One of the reasons for the lower IOPS is because Longhorn is designed to be crash consistent across the cluster. The data sent to a Longhorn volume will be replicated to replicas on different nodes in a synchronized way. Longhorn will wait for the confirmation that the data has been written to every replica’s disk before continuing. This makes sure in the event of losing any replica, the other replicas will still have the up-to-date data.
As you can see from the latency diagram, the native disk’s IO latency is about 100 microseconds per IO operation in our benchmark. Longhorn adds another 400 microseconds to 500 microseconds on top of it, depending on how many replicas are used and if the operation is read or write.
We continue working on the performance optimization to reduce the latency introduced by the Longhorn stack.
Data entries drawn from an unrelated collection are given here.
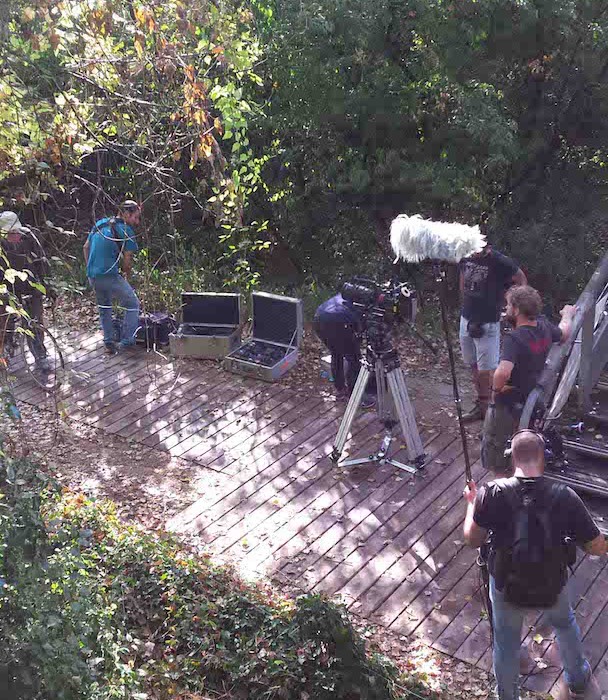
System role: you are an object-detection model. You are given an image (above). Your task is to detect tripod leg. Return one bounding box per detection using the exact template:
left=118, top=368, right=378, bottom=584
left=376, top=358, right=392, bottom=420
left=439, top=270, right=472, bottom=483
left=386, top=367, right=424, bottom=460
left=331, top=365, right=373, bottom=462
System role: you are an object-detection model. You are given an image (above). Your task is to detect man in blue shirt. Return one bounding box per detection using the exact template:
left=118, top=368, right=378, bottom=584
left=313, top=294, right=375, bottom=408
left=84, top=199, right=141, bottom=355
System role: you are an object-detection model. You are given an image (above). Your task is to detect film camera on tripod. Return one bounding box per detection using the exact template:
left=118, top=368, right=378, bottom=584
left=331, top=277, right=425, bottom=473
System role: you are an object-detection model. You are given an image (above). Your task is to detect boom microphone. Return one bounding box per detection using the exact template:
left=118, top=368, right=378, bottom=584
left=391, top=214, right=486, bottom=263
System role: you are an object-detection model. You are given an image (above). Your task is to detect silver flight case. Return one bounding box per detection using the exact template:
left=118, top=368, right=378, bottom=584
left=224, top=292, right=303, bottom=382
left=169, top=292, right=242, bottom=360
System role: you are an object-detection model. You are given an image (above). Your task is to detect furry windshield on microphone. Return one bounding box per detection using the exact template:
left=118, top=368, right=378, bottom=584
left=391, top=214, right=486, bottom=263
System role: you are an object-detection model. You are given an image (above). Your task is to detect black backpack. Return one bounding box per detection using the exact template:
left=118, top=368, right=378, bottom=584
left=493, top=477, right=576, bottom=608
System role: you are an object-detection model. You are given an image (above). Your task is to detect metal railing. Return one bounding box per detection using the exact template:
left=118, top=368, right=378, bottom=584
left=519, top=252, right=608, bottom=428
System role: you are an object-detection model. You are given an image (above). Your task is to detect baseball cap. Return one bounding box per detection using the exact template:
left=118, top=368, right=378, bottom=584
left=0, top=211, right=23, bottom=233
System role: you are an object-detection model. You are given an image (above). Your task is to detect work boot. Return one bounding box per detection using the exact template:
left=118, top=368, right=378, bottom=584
left=462, top=399, right=487, bottom=423
left=555, top=674, right=602, bottom=700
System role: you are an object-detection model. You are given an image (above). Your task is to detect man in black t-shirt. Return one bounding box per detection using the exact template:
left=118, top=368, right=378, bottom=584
left=464, top=430, right=606, bottom=700
left=460, top=246, right=526, bottom=422
left=313, top=294, right=375, bottom=408
left=481, top=286, right=575, bottom=475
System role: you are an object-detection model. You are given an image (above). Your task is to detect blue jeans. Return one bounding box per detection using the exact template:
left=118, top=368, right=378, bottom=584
left=90, top=275, right=139, bottom=345
left=490, top=576, right=591, bottom=700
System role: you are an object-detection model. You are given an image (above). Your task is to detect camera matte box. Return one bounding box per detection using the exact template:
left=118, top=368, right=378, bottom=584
left=224, top=292, right=304, bottom=382
left=169, top=292, right=242, bottom=360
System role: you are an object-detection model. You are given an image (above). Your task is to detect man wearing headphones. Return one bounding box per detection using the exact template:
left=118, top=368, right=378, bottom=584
left=83, top=199, right=141, bottom=355
left=481, top=285, right=575, bottom=475
left=313, top=294, right=375, bottom=408
left=463, top=430, right=606, bottom=700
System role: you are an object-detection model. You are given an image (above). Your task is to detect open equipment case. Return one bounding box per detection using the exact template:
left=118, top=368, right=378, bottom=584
left=169, top=292, right=242, bottom=360
left=224, top=292, right=303, bottom=382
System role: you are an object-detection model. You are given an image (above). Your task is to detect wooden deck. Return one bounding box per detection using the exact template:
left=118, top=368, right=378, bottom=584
left=8, top=334, right=608, bottom=692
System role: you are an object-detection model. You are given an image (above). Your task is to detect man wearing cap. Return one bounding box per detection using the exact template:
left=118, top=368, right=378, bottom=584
left=460, top=244, right=526, bottom=423
left=84, top=199, right=141, bottom=355
left=0, top=211, right=52, bottom=372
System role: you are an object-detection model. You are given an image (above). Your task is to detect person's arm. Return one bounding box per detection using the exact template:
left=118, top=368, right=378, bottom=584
left=558, top=304, right=576, bottom=343
left=463, top=481, right=488, bottom=547
left=122, top=250, right=133, bottom=279
left=458, top=265, right=464, bottom=305
left=492, top=360, right=515, bottom=402
left=583, top=533, right=608, bottom=557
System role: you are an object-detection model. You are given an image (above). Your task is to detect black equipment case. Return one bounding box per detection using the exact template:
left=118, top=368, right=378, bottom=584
left=134, top=311, right=177, bottom=348
left=169, top=292, right=242, bottom=360
left=224, top=292, right=303, bottom=382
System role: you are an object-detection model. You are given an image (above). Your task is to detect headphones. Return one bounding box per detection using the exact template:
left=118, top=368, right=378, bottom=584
left=505, top=428, right=545, bottom=457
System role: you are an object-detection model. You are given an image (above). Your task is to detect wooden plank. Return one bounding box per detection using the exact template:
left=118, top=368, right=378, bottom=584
left=89, top=368, right=205, bottom=430
left=306, top=434, right=468, bottom=610
left=543, top=557, right=608, bottom=692
left=274, top=435, right=448, bottom=588
left=524, top=557, right=608, bottom=693
left=72, top=363, right=175, bottom=424
left=91, top=360, right=220, bottom=431
left=116, top=367, right=224, bottom=442
left=92, top=370, right=221, bottom=437
left=166, top=385, right=293, bottom=465
left=209, top=418, right=414, bottom=551
left=188, top=400, right=358, bottom=549
left=372, top=528, right=476, bottom=638
left=321, top=446, right=483, bottom=615
left=468, top=557, right=596, bottom=675
left=62, top=356, right=160, bottom=412
left=172, top=404, right=350, bottom=532
left=144, top=373, right=268, bottom=456
left=182, top=391, right=325, bottom=470
left=197, top=399, right=332, bottom=476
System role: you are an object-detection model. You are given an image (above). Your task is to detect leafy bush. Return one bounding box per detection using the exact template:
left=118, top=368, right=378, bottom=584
left=0, top=458, right=442, bottom=700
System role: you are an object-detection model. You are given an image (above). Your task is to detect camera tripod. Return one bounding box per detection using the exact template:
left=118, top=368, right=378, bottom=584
left=330, top=346, right=426, bottom=474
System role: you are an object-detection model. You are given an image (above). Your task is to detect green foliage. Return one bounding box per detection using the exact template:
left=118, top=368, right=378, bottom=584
left=0, top=459, right=434, bottom=700
left=247, top=0, right=608, bottom=291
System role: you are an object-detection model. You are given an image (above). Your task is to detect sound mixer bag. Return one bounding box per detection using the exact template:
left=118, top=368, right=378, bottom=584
left=135, top=311, right=177, bottom=348
left=490, top=477, right=576, bottom=608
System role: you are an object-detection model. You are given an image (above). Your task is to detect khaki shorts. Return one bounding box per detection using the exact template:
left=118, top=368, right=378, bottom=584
left=459, top=316, right=500, bottom=372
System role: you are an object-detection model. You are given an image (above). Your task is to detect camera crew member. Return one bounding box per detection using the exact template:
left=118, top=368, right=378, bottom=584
left=460, top=245, right=527, bottom=423
left=464, top=430, right=606, bottom=700
left=0, top=211, right=55, bottom=372
left=313, top=294, right=374, bottom=408
left=83, top=199, right=141, bottom=355
left=481, top=286, right=575, bottom=474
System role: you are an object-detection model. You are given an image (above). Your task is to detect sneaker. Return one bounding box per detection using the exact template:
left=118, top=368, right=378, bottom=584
left=462, top=399, right=485, bottom=423
left=361, top=396, right=376, bottom=408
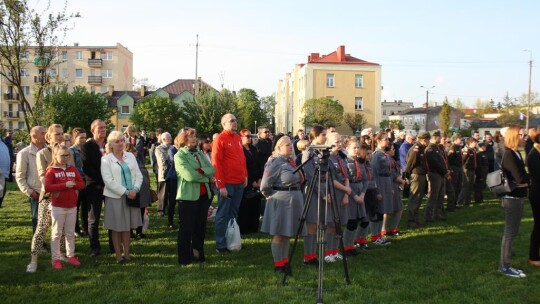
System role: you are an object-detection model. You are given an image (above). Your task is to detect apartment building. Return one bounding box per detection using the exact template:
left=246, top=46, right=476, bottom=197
left=275, top=45, right=382, bottom=134
left=0, top=43, right=133, bottom=130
We built a Kubernetes cluster using AWS EC2 instances for the benchmark.
CPU: 8 vCPUs
Memory: 32 GB Memory
Master nodes: 3
Worker nodes: 100
Kubernetes: v1.18.6, installed using Rancher
We created 100 StatefulSets with a VolumeClaimTemplate that uses Longhorn.
Each of the 100 Nodes had one StatefulSet bound to it using a nodeSelector.
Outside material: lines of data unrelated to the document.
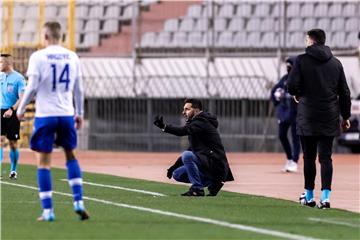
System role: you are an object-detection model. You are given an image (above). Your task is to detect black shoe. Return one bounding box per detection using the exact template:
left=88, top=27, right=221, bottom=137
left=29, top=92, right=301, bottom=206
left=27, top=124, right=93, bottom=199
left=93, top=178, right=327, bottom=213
left=206, top=182, right=224, bottom=197
left=299, top=193, right=316, bottom=207
left=181, top=188, right=205, bottom=197
left=317, top=201, right=330, bottom=209
left=9, top=171, right=17, bottom=180
left=75, top=210, right=90, bottom=221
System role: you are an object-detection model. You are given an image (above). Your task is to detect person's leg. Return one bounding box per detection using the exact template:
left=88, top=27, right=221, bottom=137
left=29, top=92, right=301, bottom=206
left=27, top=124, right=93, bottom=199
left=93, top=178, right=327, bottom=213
left=30, top=117, right=57, bottom=221
left=172, top=166, right=190, bottom=183
left=291, top=121, right=300, bottom=163
left=181, top=151, right=204, bottom=196
left=56, top=117, right=89, bottom=220
left=36, top=153, right=55, bottom=221
left=279, top=122, right=292, bottom=160
left=9, top=140, right=19, bottom=179
left=300, top=136, right=317, bottom=202
left=7, top=113, right=20, bottom=179
left=181, top=151, right=203, bottom=189
left=319, top=137, right=334, bottom=207
left=0, top=135, right=5, bottom=178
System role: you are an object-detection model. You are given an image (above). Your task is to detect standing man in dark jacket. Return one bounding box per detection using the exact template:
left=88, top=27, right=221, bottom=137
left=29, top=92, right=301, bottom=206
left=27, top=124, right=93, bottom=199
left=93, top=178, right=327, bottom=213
left=288, top=29, right=351, bottom=208
left=271, top=58, right=300, bottom=172
left=154, top=99, right=234, bottom=196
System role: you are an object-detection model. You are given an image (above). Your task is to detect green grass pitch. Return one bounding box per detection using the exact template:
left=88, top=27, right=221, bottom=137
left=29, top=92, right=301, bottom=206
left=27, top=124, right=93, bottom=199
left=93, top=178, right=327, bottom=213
left=1, top=164, right=360, bottom=239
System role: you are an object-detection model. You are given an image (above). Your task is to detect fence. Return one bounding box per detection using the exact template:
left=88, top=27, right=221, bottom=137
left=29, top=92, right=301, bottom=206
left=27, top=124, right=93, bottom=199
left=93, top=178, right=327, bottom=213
left=86, top=98, right=280, bottom=151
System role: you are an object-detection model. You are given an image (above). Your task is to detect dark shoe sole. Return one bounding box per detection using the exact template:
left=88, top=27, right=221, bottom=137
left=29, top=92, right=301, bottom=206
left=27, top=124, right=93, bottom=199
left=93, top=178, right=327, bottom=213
left=76, top=210, right=90, bottom=221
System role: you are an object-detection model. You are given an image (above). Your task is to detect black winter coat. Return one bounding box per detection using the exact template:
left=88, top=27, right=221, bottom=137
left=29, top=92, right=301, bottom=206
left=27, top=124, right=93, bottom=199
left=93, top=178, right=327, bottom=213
left=288, top=44, right=351, bottom=136
left=164, top=112, right=234, bottom=182
left=270, top=74, right=297, bottom=123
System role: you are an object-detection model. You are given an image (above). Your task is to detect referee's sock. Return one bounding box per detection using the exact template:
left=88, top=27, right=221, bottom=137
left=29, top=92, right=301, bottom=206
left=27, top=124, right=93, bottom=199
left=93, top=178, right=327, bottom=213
left=0, top=147, right=4, bottom=176
left=321, top=189, right=331, bottom=202
left=305, top=189, right=314, bottom=202
left=38, top=168, right=52, bottom=211
left=0, top=147, right=4, bottom=164
left=9, top=149, right=19, bottom=172
left=66, top=159, right=83, bottom=203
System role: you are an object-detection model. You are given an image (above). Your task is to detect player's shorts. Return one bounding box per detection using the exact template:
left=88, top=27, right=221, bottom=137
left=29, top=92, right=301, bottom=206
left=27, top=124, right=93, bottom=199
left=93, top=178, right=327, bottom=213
left=1, top=109, right=20, bottom=140
left=30, top=116, right=77, bottom=153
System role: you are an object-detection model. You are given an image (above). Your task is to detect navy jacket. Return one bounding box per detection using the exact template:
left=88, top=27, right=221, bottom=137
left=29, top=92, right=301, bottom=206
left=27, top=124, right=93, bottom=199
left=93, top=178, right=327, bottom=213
left=288, top=44, right=351, bottom=136
left=271, top=74, right=297, bottom=123
left=164, top=112, right=234, bottom=182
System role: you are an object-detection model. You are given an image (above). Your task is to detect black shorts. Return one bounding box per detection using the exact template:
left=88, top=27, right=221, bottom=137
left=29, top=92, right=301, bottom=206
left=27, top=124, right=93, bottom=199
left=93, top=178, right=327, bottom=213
left=1, top=109, right=20, bottom=140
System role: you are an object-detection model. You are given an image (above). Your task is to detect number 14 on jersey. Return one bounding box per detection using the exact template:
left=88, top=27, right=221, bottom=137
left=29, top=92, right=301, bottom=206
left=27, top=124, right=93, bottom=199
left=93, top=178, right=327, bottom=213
left=51, top=64, right=70, bottom=92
During the test, we scaled each StatefulSet to 10.
Both the total Pod count and Longhorn Volume count at the end of testing was 1000.
Then every two minutes we checked how many Pods had been successfully started.
All the Pods contain a LivenessProbe to guarantee the functionality of the Longhorn Volume.
As you can see from the diagram above, except for the first 100 nodes (which needs a bit more ramp-up time due to the image pull), the scalability of Longhorn is near-linear, until when we hit about 950 pods.
For the first 950 Pods with Longhorn Volumes, Kubernetes and Longhorn only spent about 1500 seconds (25 minutes) to spin them all up. However, for the remaining 50 Pods, it took another 1000 seconds (~17 minutes), which means the last 5% of the pods took about 40% of the time of the whole scalability test. We’re still looking into the reason. We haven’t determined if it’s a Kubernetes or Longhorn issue.
Other Issues during the Scalability Test
We encountered a couple of Kubernetes and Longhorn issues during the scalability testing:
During a test run, we found that we cannot scale well after hitting 200 volumes in the cluster. After digging deeper into it, we found that it took minutes to tens of minutes for Kubernetes to recognize a newly attached volume after the cluster had more than 200 volumes. In the end, we found this was a Kubernetes bug and has been fixed in v1.17.8 and v1.18.5. See here for the full analysis.
During the installation of Longhorn v1.0.1 in the cluster, we encountered a Longhorn issue that blocked the installation process. The issue will likely occur if the cluster is bigger than 20 nodes, and requires a manual workaround. We’re releasing a fix for the issue in v1.0.2 release. See here for the details.